To briefly overview the main points of this paper, batch training is able to calculate the direction of the true gradient, but it does not know how far it can safely go in that direction before the gradient changes direction (or begins to go back ‘uphill’). The true gradient can curve considerably on its way to a minimum, but batch training can only take one step for each epoch, and each step is in a straight line.
As the size of the training set grows, the accumulated weight changes for batch training become large. This leads batch training to use unreasonably large steps, which in turn leads to unstable learning and to the overshooting of curves and local minima in the error landscape. Therefore, a reduction in the size of the learning rate (or, equivalently, using the average weight change instead of the sum) is required for batch training to be stable as the size of the training set grows. However, this means that the larger the training set is, the more computation is required for a weight change of the same magnitude.
On the other hand, on-line training uses the ‘local’ gradient of each training instance to determine what direction to go. These local gradients can be noisy and contradict each other, but will on average move in the direction of the true gradient. Since on-line training updates weights after each instance, it is able to follow curves in the gradient during the course of an epoch. It can also handle any size of training set without having to reduce the learning rate.
Section 2 surveys the neural network literature to examine what is currently being taught about on-line and batch training. Some of the references make false claims or use misleading examples, while others appear entirely accurate. None of the literature surveyed, however, mentions the ability of on-line training to learn faster as a result of being able to follow the gradient more closely during an epoch and thus use a larger learning rate.
Section 3 explains the above arguments in more detail, describes each training method in terms of optimization theory, and gives several intuitive interpretations of batch and on-line training. It discusses how on-line and batch are similar in order to focus in on what is really different between the methods and how this difference gives on-line training such an advantage.
Some readers may find that Section 3 contains a bit of redundancy, in terms of explaining the same thing in several different ways. However, it is the experience of the authors that some neural network researchers have a difficult time overcoming long-held misunderstandings in this area (while others understand quickly and wonder what all the confusion is about). Hopefully by presenting the arguments in several ways there will remain little room for misunderstanding.
Section 4 presents empirical results of training multilayer perceptrons using error backpropagation with a variety of learning rates on 26 classification tasks from the UCI Machine Learning Database Repository (Blake & Merz, 1998), with both on-line and batch training. It also compares on-line, batch and mini-batch training on a speech recognition task with a large training set of 20,000 instances. The results strongly support the claim that on-line training is faster and at least as accurate as batch training, especially for large training sets. The speech recognition experiments also show that the larger the batch size is, the more on-line training outperforms batch training.
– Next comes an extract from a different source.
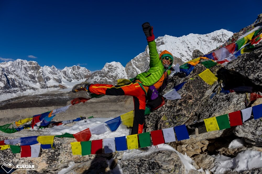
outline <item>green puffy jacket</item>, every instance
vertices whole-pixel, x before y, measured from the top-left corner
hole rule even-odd
[[[147,72],[140,73],[135,77],[141,81],[142,85],[146,86],[151,86],[156,83],[162,76],[165,70],[162,60],[159,59],[155,40],[148,43],[150,56],[149,69]],[[171,63],[169,68],[172,65]],[[168,74],[169,75],[171,72],[170,70],[168,70]]]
Section 4 also explains why using clusters of machines training a single neural network in parallel—which requires batch or mini-batch training—is likely to be slower (as well as more expensive) than using on-line training on a single machine to do the training alone.
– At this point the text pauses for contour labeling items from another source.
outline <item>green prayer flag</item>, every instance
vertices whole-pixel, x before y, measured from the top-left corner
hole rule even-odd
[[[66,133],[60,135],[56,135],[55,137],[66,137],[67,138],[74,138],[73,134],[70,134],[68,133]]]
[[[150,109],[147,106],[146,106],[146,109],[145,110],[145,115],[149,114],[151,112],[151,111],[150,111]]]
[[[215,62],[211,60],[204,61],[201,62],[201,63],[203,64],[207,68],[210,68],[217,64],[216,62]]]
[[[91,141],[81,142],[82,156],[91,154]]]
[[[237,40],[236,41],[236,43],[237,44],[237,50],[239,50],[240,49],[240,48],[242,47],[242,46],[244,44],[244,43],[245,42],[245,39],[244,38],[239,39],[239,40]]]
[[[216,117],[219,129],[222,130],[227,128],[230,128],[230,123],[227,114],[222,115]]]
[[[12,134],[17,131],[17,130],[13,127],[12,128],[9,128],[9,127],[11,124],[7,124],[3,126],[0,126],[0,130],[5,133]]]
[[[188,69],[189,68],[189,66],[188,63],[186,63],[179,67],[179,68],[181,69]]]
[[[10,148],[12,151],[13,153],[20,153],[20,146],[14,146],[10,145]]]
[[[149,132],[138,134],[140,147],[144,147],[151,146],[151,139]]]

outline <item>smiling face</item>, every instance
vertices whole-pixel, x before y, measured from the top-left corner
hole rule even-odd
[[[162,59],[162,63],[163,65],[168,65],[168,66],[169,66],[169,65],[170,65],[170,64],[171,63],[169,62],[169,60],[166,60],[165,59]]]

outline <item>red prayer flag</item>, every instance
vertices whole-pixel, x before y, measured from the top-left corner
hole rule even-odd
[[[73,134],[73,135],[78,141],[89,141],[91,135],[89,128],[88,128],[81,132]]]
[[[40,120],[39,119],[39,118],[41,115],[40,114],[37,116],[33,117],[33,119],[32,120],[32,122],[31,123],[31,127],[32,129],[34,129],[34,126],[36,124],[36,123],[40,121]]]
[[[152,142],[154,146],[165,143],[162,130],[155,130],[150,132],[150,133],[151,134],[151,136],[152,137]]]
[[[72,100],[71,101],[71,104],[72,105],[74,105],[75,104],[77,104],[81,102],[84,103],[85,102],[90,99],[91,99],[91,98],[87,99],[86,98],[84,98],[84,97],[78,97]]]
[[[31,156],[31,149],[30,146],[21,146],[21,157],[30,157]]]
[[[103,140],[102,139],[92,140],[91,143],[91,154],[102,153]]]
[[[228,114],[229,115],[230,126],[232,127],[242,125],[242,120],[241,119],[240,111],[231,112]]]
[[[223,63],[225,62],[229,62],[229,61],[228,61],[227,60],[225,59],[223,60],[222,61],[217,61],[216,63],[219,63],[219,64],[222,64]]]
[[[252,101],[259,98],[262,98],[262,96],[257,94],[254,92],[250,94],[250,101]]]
Section 5 summarizes the conclusions from these results, which basically are that there are strong disadvantages and no apparent real advantages to using batch training, even for parallel training, and that on-line training should therefore be used in practical gradient descent training situations.
Section snippets
Survey of neural network literature
This section surveys the neural network literature to examine what is currently being taught about on-line and batch training. As evidenced from the literature and from recent discussions with various researchers, many are still of the opinion that batch training is as fast or faster and/or more correct than on-line training. Unfortunately, this belief may lead those who use gradient descent algorithms in practice to waste vast amounts of computational resources training neural networks
Gradient descent learning
There are many different algorithms that use a gradient descent approach to learning (Hassoun, 1995), such as the perceptron learning rule (Rosenblatt, 1962), competitive learning (Rumelhart & McClelland, 1986), reinforcement learning (Barto, 1992), and self-organizing maps (Kohonen, 1982).
Gradient descent learning attempts to find a point in some parameter space (e.g. neural network weight space) that minimizes an error (or ‘loss’) function The weight space and error function define an
Empirical results
From the discussions in preceding sections, we hypothesized that on-line training is usually faster than batch training, especially for large training sets, because it can safely use a larger learning rate, due to its ability to follow curves in the error surface. However, how much faster on-line is depends on both the size of the training set and the characteristics of the particular application. As discussed above, as the training set gets larger, we expect the speedup of on-line over batch
Conclusions
A variety of common learning algorithms use gradient descent learning, which can be trained via batch or on-line training. Some neural network practitioners have been operating under the false assumption that batch training is as fast or faster than on-line training, and/or that batch training is more correct. In this paper we have explained that on-line training learns faster than batch training because it takes many steps per epoch which can follow curves in the gradient. On-line training
References (27)
A scaled conjugate gradient algorithm for fast supervised learning
Neural Networks
(1993)- et al.
New results on recurrent network training: unifying the algorithms and accelerating convergence
IEEE Transactions on Neural Networks
(2000) Reinforcement learning and adaptive critic methods
- et al.
Improving the convergence of backpropagation learning with second order methods
- Bengio, Y (1991). Artificial neural networks and their application to sequence recognition, PhD Thesis, McGill...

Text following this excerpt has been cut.